A collection of code for/with/in (E)XSLT. This software is free software. Nevertheless it is copyrighted material. Every piece of code has it's own permissions to use and copy. Please read the particular license information and please respect the rights of the copyright holders.
A program that enables you to do literate programming in XSLT. The manual page is currently available in German only. Translation in progress...
...available on the xsltdoc page
java org.apache.xalan.xslt.Process -param xpathExpression "your_xpath_expression" -in your_xml_instance -xsl xpath-query.xslt
Query the XML-Specification for it's author names:
$ java org.apache.xalan.xslt.Process\ -param xpathExpression '//author/name'\ -in http://www.w3.org/TR/REC-xml/REC-xml-20040204.xml\ -xsl http://www.linkwerk.com/pub/xslt/lib/xpath-query.xslt <?xml version="1.0" encoding="utf-8"?> <lw:query-result xmlns:lw="http://www.linkwerk.com/namespaces/xpath-query"> <name>Tim Bray</name> <name>Jean Paoli</name> <name>C. M. Sperberg-McQueen</name> <name>Eve Maler</name> <name>François Yergeau</name> </lw:query-result>
xsltproc, version information:
> xsltproc -V Using libxml 20602, libxslt 10100 and libexslt 800 xsltproc was compiled against libxml 20602, libxslt 10100 and libexslt 800 libxslt 10100 was compiled against libxml 20602 libexslt 800 was compiled against libxml 20602
BSD-style license; check source code for detailed information.
Please read the exslt.org regular expression description for details first; then return here.

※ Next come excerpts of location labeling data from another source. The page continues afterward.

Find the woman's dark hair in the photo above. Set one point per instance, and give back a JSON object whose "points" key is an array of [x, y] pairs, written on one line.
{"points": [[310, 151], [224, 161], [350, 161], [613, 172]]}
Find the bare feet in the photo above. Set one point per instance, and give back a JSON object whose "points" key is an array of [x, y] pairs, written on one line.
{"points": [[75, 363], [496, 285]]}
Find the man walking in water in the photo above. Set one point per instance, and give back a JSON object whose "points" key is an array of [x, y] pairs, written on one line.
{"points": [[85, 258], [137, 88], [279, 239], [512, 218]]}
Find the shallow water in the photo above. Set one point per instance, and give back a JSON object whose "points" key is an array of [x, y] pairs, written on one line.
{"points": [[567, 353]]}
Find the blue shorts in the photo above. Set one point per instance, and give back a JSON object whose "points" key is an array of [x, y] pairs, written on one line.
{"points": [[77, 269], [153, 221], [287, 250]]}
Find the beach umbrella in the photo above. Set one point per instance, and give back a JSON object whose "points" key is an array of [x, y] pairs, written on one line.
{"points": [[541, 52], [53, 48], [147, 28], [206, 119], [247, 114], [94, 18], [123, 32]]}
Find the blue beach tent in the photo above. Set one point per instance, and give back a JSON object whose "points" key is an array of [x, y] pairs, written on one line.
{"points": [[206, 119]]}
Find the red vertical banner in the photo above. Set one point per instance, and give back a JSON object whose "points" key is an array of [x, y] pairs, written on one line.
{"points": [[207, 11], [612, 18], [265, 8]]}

To use the com.linkwerk.util.Regexp extension in your stylesheets, follow the three steps:
Make your XSLT program look like this:
<xsl:stylesheet version="1.0" xmlns:xsl="http://www.w3.org/1999/XSL/Transform" xmlns:regexp="com.linkwerk.util.Regexp" extension-element-prefixes="regexp"> ... </xsl:stylesheet>
Add lw-regexp-util-1.0.0.jar to the classpath, i.e. java -cp /path/to/lw-regexp-util-1.0.0.jar org.apache.xalan.xslt.Process ...
Have fun :-)
You'll find examples of the usage on the exslt.org site as well. But the examples there are pretty simple. They don't reveal the power of this extensions. The reason is that they focus just on the regexp extension, which is fine to explain what it does; therefore you should start reading on exslt.org. But the power comes from combining XPath with regexp's:
The main strength of the regular expression extension is to extend the ability of
XPath to deal with structured information by adding means to deal with
information (a.k.a text ;-). You will need this power if you have to transform XML documents
with only a flat structure. It's well suited for up-translating flat XHTML documents or
word processor documents which have been converted to a flat XML representation.
If you have repeating phrases (which is implicit structure) within all the documents,
you can now easily transform such documents. BTW: Often legal or official documents
use repeating phrases.
I'm sorry that the following example is German; anyone using the regexp extension for English documents? Send me your examples, please.
<xsl:template match="/"> <ausschreibung> <gegenstand> <xsl:apply-templates select="/html/body/table[(preceding-sibling::table[.//td/h2[regexp:test(text(), 'Ausschreibung de[sr]', 'i')]] or self::table[.//td/h2[regexp:test(text(), 'Ausschreibung de[sr]', 'i')]] ) and (following-sibling::table[.//tr/td[regexp:test(string(.), 'den Bewerber:\s*$')]] or self::table[.//tr/td[regexp:test(string(.), 'den Bewerber:\s*$')]] )]"/> </gegenstand> <xsl:apply-templates select="..."/> ... </ausschreibung> </xsl:template>
This (real world) example origins from a XSLT program that up-translates a given
flat structured XHTML file into a well structured XML document. The template shown
generates a gegenstand-element from certain /html/body/table-elements. For each table-element
the following predicate must be true: The table element (self::table) or one of
its preceding siblings must contain a td/h2-element which contains the words
Ausschreibung des or
Ausschreibung der (regular expression; case insensitive)
the table element (self::table) or one of its following-siblings must end
(case sensitive) with the words
den Bewerber:, followed optionally by white space (\s).
As you can guess by looking at this example, the source document uses many tables for
layout purposes, but not for structuring the content. Thus the templates collects all the
text of the source document within
Ausschreibung de[rs] ... den Bewerber: and places
it within a gegenstand-element.
The zip-file contains a license text; read it carefully. It's BSD-style.